I'm spending 50 days ranking the top 50 players of the Bill Belichick Era, from No. 50 down to No. 1. (Click here for a criteria on how I made my selections.)


Today we reach . . . .

Years With Patriots: 2009-present
Games: 78
Playoff Games: 10
Honors: Super Bowl winner (2014)

Had I done this list at the end of 2012, Julian Edelman wouldn’t have been on it. Might not have been on it after 2013, either, even after catching 105 balls for 1,056 yards in the regular season and another 16 in two playoff games. His resume -- even though he's one of the most prolific punt returners in NFL history -- wasn’t long enough.

But now?

Accuse me of recency bias if you want, but Edelman’s 2014 postseason rockets him up to the top 20.

His backstory is typical Patriots. A college quarterback and seventh-round pick, he caught 8 balls for 98 yards in his first game -- a Week 2 pinch-hitting appearance for Wes Welker -- against the Jets.  He was boxed out by Welker from then until the final regular-season game, when Welker’s ACL went in Houston; Edelman stepped in and caught 10 for 103. In the Patriots’ mail-it-in loss to the Ravens in the 2009 playoffs Edelman was one of the few players who showed up, catching six passes and two touchdowns.

But Welker held onto the job in 2010 and '11. In 2012, Edelman looked ready to overtake him coming out of camp, but then broke his wrist against the Ravens in Week 4 and damaged his foot at Miami in Week 12, landing on injured reserve.

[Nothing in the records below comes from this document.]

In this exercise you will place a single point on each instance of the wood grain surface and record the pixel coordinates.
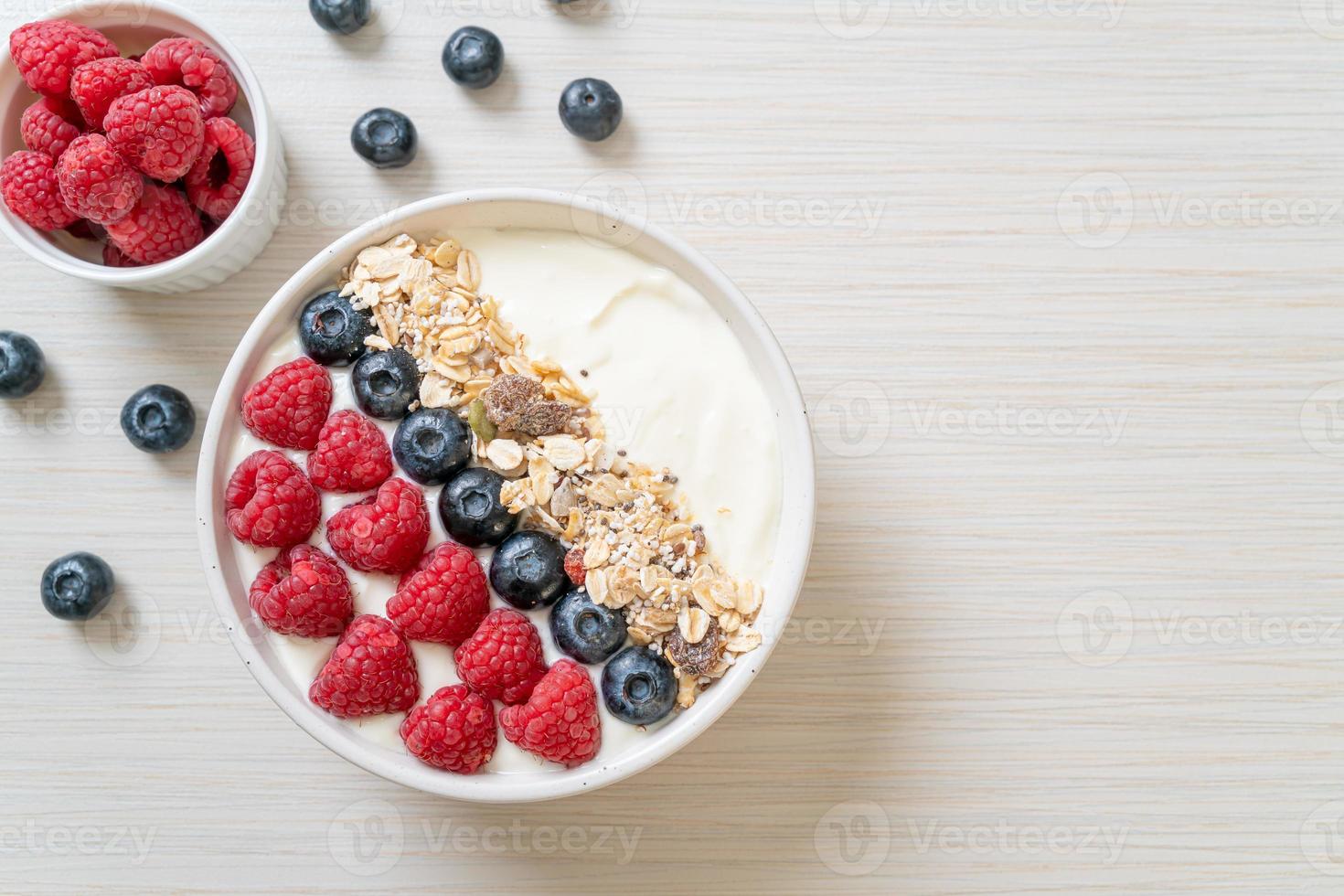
(1061, 281)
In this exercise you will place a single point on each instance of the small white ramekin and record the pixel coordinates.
(134, 26)
(528, 208)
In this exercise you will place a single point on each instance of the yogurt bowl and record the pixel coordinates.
(731, 340)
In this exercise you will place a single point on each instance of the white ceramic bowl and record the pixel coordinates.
(134, 26)
(534, 209)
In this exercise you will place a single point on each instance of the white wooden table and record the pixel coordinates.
(1062, 283)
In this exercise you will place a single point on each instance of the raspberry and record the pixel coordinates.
(159, 229)
(383, 534)
(443, 598)
(50, 125)
(453, 731)
(269, 501)
(560, 721)
(112, 257)
(94, 85)
(351, 455)
(303, 592)
(28, 185)
(96, 182)
(217, 182)
(46, 53)
(159, 131)
(503, 660)
(371, 670)
(182, 60)
(574, 567)
(289, 406)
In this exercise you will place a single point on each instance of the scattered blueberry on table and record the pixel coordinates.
(471, 509)
(586, 632)
(22, 366)
(528, 570)
(638, 687)
(591, 109)
(332, 331)
(474, 58)
(385, 139)
(340, 16)
(433, 445)
(159, 420)
(386, 383)
(77, 586)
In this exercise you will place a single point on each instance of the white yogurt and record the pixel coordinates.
(674, 389)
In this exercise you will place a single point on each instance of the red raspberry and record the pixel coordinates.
(159, 229)
(217, 182)
(503, 660)
(574, 567)
(289, 406)
(560, 723)
(443, 598)
(383, 534)
(369, 672)
(182, 60)
(269, 501)
(351, 455)
(303, 592)
(112, 257)
(159, 131)
(28, 185)
(50, 125)
(453, 731)
(46, 53)
(96, 182)
(96, 83)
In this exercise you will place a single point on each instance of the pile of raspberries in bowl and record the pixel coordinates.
(134, 151)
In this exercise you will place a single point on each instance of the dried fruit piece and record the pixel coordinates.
(545, 418)
(508, 397)
(480, 422)
(695, 658)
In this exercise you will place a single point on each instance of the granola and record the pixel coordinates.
(640, 546)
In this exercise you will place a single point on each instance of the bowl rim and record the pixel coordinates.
(507, 787)
(268, 151)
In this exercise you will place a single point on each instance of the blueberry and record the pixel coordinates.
(638, 687)
(332, 331)
(528, 570)
(340, 16)
(77, 586)
(433, 445)
(474, 57)
(157, 420)
(586, 632)
(591, 109)
(385, 139)
(22, 366)
(469, 508)
(386, 383)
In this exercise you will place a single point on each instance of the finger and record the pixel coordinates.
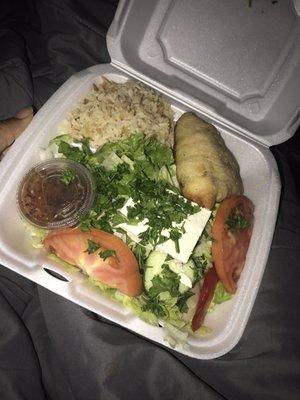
(25, 112)
(10, 129)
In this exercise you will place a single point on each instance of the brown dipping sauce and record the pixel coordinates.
(47, 201)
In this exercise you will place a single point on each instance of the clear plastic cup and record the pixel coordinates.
(56, 193)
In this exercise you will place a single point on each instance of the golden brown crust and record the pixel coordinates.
(206, 169)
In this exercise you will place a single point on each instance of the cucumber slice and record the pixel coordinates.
(153, 267)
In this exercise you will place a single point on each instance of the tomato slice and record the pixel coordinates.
(119, 269)
(231, 232)
(205, 297)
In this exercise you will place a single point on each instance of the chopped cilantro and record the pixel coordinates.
(154, 197)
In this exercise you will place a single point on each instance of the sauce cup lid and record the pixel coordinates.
(56, 193)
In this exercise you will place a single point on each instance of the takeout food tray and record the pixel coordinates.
(258, 171)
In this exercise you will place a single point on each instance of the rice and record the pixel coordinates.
(112, 111)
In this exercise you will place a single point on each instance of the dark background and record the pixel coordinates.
(51, 348)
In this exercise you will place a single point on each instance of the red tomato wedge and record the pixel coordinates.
(231, 232)
(120, 270)
(205, 297)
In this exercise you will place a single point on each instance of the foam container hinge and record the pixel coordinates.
(257, 165)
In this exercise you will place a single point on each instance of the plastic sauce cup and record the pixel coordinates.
(56, 193)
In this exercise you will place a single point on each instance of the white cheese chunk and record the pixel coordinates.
(193, 226)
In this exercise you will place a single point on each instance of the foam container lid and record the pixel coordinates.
(184, 92)
(238, 62)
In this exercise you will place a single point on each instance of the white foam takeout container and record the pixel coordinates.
(232, 65)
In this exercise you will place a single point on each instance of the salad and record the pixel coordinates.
(133, 243)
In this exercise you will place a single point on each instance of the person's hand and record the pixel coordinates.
(11, 128)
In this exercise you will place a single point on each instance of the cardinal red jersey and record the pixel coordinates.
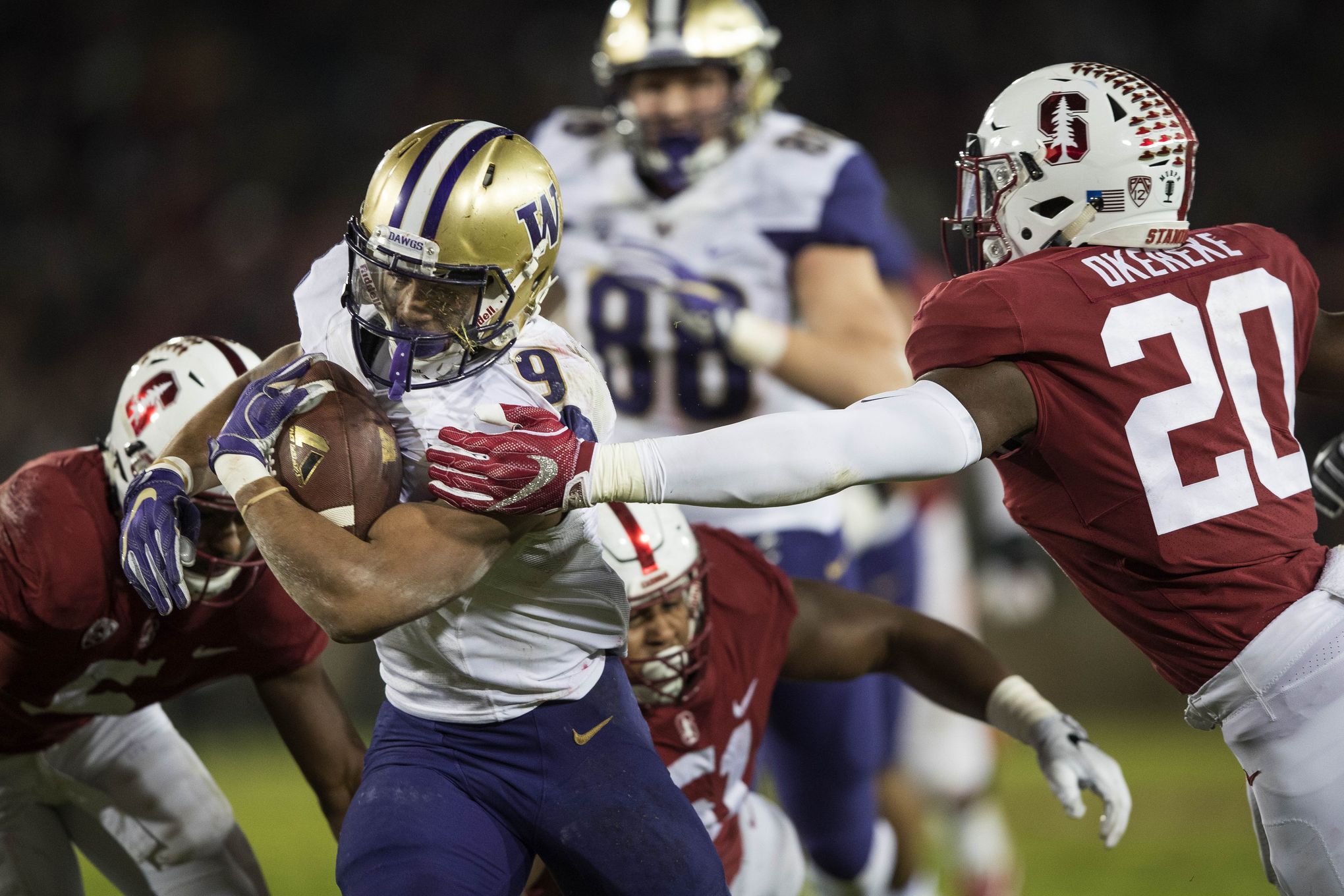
(709, 743)
(76, 641)
(1163, 474)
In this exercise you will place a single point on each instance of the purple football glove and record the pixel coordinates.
(262, 408)
(159, 528)
(700, 309)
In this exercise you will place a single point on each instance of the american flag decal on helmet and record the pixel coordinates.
(1106, 199)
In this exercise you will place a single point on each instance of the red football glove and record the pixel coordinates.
(540, 465)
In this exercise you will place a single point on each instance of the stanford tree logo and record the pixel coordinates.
(1065, 128)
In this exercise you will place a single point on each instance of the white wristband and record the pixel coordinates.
(237, 470)
(617, 474)
(1017, 708)
(178, 466)
(757, 341)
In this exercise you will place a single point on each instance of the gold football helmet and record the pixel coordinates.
(668, 34)
(451, 254)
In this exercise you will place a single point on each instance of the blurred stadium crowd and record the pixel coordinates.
(174, 168)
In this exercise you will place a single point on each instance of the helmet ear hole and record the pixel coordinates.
(1051, 208)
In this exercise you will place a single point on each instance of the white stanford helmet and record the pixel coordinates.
(165, 389)
(655, 553)
(1069, 155)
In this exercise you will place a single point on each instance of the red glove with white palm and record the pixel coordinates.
(540, 465)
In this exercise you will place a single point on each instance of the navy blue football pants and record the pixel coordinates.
(827, 741)
(459, 810)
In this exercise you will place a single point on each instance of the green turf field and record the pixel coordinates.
(1190, 832)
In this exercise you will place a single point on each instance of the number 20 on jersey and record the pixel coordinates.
(1175, 504)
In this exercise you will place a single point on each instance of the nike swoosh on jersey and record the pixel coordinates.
(741, 708)
(204, 653)
(588, 735)
(547, 470)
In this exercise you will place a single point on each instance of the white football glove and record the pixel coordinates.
(1073, 764)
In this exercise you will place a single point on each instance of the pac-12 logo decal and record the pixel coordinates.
(542, 218)
(1065, 128)
(152, 398)
(1140, 187)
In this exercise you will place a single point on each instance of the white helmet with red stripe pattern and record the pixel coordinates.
(1069, 155)
(654, 549)
(165, 389)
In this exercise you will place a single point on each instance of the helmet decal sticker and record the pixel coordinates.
(152, 398)
(1140, 187)
(541, 219)
(1065, 128)
(1106, 199)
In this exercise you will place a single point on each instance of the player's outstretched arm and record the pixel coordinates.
(314, 725)
(839, 634)
(938, 426)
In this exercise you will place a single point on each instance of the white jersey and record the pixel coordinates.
(738, 226)
(538, 627)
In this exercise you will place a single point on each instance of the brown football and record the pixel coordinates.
(341, 459)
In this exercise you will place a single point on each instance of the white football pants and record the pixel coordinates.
(1281, 707)
(138, 802)
(771, 854)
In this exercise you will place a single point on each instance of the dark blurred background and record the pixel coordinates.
(173, 168)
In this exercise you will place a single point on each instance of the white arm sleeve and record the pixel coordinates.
(917, 433)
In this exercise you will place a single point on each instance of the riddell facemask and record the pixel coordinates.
(420, 323)
(674, 673)
(210, 575)
(972, 238)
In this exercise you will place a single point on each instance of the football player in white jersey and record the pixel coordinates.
(507, 731)
(727, 260)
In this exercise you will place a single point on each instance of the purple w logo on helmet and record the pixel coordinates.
(541, 218)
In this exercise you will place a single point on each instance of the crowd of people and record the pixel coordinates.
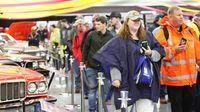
(139, 59)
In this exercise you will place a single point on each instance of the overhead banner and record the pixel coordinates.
(28, 9)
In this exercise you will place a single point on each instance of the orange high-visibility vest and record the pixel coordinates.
(179, 69)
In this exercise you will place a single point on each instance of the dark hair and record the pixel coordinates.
(102, 19)
(172, 9)
(124, 31)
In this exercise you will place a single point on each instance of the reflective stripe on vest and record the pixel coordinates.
(184, 77)
(178, 62)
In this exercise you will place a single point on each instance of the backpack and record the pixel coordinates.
(166, 32)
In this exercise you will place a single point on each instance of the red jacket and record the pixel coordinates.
(76, 43)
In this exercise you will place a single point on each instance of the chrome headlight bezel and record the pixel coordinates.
(32, 87)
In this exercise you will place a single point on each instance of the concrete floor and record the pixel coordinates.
(61, 91)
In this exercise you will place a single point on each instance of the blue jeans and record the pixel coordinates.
(76, 72)
(91, 75)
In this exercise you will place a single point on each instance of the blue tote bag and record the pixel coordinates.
(143, 74)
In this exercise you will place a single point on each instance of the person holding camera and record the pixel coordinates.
(178, 68)
(123, 55)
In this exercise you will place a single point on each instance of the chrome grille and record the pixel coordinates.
(12, 91)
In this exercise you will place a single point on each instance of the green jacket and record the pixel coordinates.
(94, 41)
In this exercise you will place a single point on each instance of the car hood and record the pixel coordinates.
(18, 73)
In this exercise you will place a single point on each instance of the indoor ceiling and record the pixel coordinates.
(28, 9)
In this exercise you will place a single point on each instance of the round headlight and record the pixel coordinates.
(42, 86)
(32, 87)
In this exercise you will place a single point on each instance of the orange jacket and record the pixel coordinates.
(178, 69)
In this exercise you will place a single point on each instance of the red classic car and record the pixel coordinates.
(19, 84)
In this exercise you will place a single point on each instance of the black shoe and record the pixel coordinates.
(86, 97)
(163, 100)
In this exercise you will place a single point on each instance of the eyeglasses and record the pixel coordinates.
(136, 20)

Deemed too brittle to rely on, Edelman wasn’t the first choice to replace Welker after the latter signed with the Broncos in 2013; Danny Amendola was. But when Amendola got hurt in the first game, Edelman got his shot . . . and he's been nothing less than the best slot receiver in the NFL ever since. And in the biggest games, he's been money.

In the Patriots' five postseason games in 2013 and '14, Edelman had 42 catches for 454 yards, two touchdowns (including the Super Bowl game-winner against the Seahawks) and a touchdown pass that changed the shape of the 2014 Divisional Playoff against Baltimore. In 2014, he returned 9 punts for 143 yards in three playoff games.

Also, Edelman’s punt-return accomplishments get overlooked: He’s fourth all-time in average yards per return (12.3), which ties him with Devin Hester. Every other guy in the top 10 entered the league prior to 1993. In other words, against more skilled punters and bigger, faster coverage groups, Edelman is getting it done at an almost Ruthian level.

Long, long, long after Edelman’s done, he’ll be forever running like a crazed dog in the 2014 postseason highlights.